Can I drink the tap water? Paramaribo and Georgetown city tap water is treated but I stuck to bottled water. In the interior I used a Grayl filter bottle.

Will it be too hot for Indians? Coastal humidity is high, around 80 percent, with daytime highs of 31 degrees. The interior rainforest is cooler and rainier. Anyone used to a Chennai or Kolkata summer will find this comfortable.

Is the food vegetarian friendly? Yes, surprisingly so. The Hindustani influence means every restaurant has dal, channa, aloo, bhindi, and sada roti. Indian vegetarians will eat very well in both Suriname and Guyana.

Do I need yellow fever proof? Yes, both Suriname and Guyana require a yellow fever certificate if you arrive from a country with risk of transmission, which includes onward connections through Brazil, Panama or Ethiopia. Carry the yellow card.

How is internet? 4G is reliable in Paramaribo and Georgetown. Digicel and Telesur both sell tourist SIMs for under USD 15 with 10 GB. In the interior expect no signal beyond village wifi.

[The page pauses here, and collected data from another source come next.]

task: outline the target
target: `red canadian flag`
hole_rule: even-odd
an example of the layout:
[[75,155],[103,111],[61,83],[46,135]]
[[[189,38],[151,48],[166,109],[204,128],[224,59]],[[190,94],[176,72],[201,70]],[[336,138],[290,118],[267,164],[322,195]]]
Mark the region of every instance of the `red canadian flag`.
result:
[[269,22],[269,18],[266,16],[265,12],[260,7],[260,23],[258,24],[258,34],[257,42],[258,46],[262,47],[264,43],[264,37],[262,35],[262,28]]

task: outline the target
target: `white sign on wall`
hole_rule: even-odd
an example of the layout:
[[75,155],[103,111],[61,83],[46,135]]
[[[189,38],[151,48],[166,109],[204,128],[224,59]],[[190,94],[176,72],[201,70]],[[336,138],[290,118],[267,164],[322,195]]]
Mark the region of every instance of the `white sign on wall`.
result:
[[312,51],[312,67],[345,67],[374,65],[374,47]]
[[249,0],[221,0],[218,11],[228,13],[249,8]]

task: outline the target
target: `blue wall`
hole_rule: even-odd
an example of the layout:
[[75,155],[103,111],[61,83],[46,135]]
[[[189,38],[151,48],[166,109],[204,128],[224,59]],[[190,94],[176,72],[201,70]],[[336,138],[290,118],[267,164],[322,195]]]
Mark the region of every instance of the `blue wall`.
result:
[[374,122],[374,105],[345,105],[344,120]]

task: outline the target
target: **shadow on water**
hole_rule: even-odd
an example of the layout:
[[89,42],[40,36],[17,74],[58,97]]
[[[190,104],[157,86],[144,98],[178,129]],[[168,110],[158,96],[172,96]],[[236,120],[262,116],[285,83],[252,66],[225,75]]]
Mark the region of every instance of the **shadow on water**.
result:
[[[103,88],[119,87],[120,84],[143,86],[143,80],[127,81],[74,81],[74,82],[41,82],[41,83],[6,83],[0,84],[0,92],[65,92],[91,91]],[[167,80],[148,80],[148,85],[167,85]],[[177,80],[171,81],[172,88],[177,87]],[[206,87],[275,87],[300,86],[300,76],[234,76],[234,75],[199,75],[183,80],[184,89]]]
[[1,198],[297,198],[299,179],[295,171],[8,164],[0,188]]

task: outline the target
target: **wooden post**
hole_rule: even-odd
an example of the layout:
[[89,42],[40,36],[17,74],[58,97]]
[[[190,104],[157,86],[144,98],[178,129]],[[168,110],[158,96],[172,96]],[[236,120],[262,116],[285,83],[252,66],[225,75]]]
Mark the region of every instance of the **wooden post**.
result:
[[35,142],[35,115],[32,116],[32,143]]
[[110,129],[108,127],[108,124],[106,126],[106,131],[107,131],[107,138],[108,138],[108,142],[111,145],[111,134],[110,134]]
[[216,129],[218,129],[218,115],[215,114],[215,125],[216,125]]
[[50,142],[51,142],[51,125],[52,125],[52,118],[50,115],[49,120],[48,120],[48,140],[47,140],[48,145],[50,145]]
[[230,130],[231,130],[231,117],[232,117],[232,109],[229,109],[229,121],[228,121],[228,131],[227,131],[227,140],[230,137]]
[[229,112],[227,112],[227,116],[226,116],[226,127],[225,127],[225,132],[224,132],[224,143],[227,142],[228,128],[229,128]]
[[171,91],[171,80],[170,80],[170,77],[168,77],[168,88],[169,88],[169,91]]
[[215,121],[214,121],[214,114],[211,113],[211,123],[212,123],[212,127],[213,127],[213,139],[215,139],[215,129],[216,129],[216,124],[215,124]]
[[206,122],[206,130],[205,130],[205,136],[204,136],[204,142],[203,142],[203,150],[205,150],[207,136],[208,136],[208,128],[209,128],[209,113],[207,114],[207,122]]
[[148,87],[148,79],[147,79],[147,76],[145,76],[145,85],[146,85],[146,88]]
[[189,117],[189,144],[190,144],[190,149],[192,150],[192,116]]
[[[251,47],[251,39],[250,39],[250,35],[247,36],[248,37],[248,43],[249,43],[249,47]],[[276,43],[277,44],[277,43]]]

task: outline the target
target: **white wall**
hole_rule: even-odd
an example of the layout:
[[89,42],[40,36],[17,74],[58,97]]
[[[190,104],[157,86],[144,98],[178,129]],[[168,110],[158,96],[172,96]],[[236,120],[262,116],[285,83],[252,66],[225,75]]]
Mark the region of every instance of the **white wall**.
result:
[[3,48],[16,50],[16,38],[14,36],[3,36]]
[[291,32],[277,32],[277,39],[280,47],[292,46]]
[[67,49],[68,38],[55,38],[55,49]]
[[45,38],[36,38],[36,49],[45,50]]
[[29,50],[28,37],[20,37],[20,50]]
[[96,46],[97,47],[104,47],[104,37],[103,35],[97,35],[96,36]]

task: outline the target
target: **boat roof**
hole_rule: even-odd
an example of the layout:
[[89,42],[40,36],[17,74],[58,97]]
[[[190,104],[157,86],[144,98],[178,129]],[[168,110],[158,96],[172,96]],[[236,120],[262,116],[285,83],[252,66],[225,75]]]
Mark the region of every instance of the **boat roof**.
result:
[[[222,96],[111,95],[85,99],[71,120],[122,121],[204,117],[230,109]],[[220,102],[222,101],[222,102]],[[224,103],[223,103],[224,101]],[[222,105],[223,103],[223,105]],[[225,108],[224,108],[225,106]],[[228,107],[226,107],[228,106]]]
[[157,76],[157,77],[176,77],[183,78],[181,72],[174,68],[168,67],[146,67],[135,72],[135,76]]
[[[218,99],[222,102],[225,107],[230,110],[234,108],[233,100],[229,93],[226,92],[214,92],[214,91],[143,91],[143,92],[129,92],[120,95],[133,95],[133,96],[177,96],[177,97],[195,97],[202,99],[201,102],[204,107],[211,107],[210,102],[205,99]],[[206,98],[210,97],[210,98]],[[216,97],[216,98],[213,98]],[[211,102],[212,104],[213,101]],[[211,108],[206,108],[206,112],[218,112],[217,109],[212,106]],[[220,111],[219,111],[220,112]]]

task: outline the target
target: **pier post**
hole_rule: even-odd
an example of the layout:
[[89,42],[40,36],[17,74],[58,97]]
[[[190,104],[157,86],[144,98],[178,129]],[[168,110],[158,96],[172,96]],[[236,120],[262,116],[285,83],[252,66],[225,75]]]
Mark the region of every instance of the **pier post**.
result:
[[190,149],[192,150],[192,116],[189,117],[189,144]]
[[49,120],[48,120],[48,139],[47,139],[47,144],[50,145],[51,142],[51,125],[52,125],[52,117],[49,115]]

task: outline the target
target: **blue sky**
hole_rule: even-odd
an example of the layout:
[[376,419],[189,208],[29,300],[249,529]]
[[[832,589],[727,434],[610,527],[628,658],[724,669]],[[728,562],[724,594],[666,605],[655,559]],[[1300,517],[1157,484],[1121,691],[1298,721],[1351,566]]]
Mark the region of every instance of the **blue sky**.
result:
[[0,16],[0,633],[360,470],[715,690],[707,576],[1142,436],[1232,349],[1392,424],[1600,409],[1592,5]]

Pre Trip Preparation Checklist

  • Apply Suriname eVisa online, free, seven working days
  • Apply Guyana eVisa, USD 50, ten working days
  • Apply French Schengen if visiting French Guiana, EUR 90
  • Yellow fever vaccination at least ten days before departure
  • Start malaria prophylaxis (doxycycline or atovaquone) two days before interior travel
  • Hepatitis A, typhoid, tetanus boosters
  • Travel insurance with medevac (interior rescue can cost USD 15,000)
  • Universal plug adapter Type A, B, C, F, G
  • Power bank, since interior lodges run generators only at night
  • DEET 30 percent or picaridin repellent
  • Long sleeves and trousers for the rainforest
  • Quick dry hiking shoes plus rubber sandals
  • Hard copy of passport, yellow card, insurance, in three places
  • USD 600 to 800 in clean small bills

Related Reading on the Site

  • French Caribbean Heritage Guide: Martinique, Guadeloupe and the Creole Atlantic
  • Indian Indentured Diaspora Trails: Mauritius, Fiji, Trinidad and Surinam
  • Amazon Rainforest Lodge Comparison: Peru, Brazil, Bolivia, Guyana, Suriname
  • UNESCO Wooden Architecture Around the World: From Bryggen to Paramaribo
  • Highest Waterfalls of the World Ranked: Angel, Tugela, Olo'upena, Kaieteur
  • Five Easiest Visa-Free South America Trips from India in 2026

External References

  1. UNESCO World Heritage Centre, Historic Inner City of Paramaribo, inscribed 2002, whc.unesco.org/en/list/940
  2. UNESCO Representative List of the Intangible Cultural Heritage, Saramaka oral traditions, inscribed 2003, ich.unesco.org
  3. UNESCO World Heritage Centre, Central Suriname Nature Reserve, inscribed 2000, whc.unesco.org/en/list/1017
  4. Wikivoyage, Guyana and Suriname country pages, en.wikivoyage.org
  5. Wikipedia, Kaieteur Falls and Iles du Salut entries, en.wikipedia.org

Final Thoughts

The Three Guianas reward the traveller who slows down. Flight times are long, visa paperwork is double the South American norm, and the interior demands a guide. In return you get a Dutch wooden city where Hindus, Muslims, Jews and Christians have shared a single street since 1735, a waterfall that drops 226 metres in one piece, a 360,000 hectare research rainforest, the world's best rum, the tallest wooden cathedral, the longest sea wall, an active spaceport, and the ruined island where Papillon plotted his escape.


Last updated 2026-05-18. Prices, rates, and visa fees are accurate as of writing and may change. Verify with official government and operator websites before booking.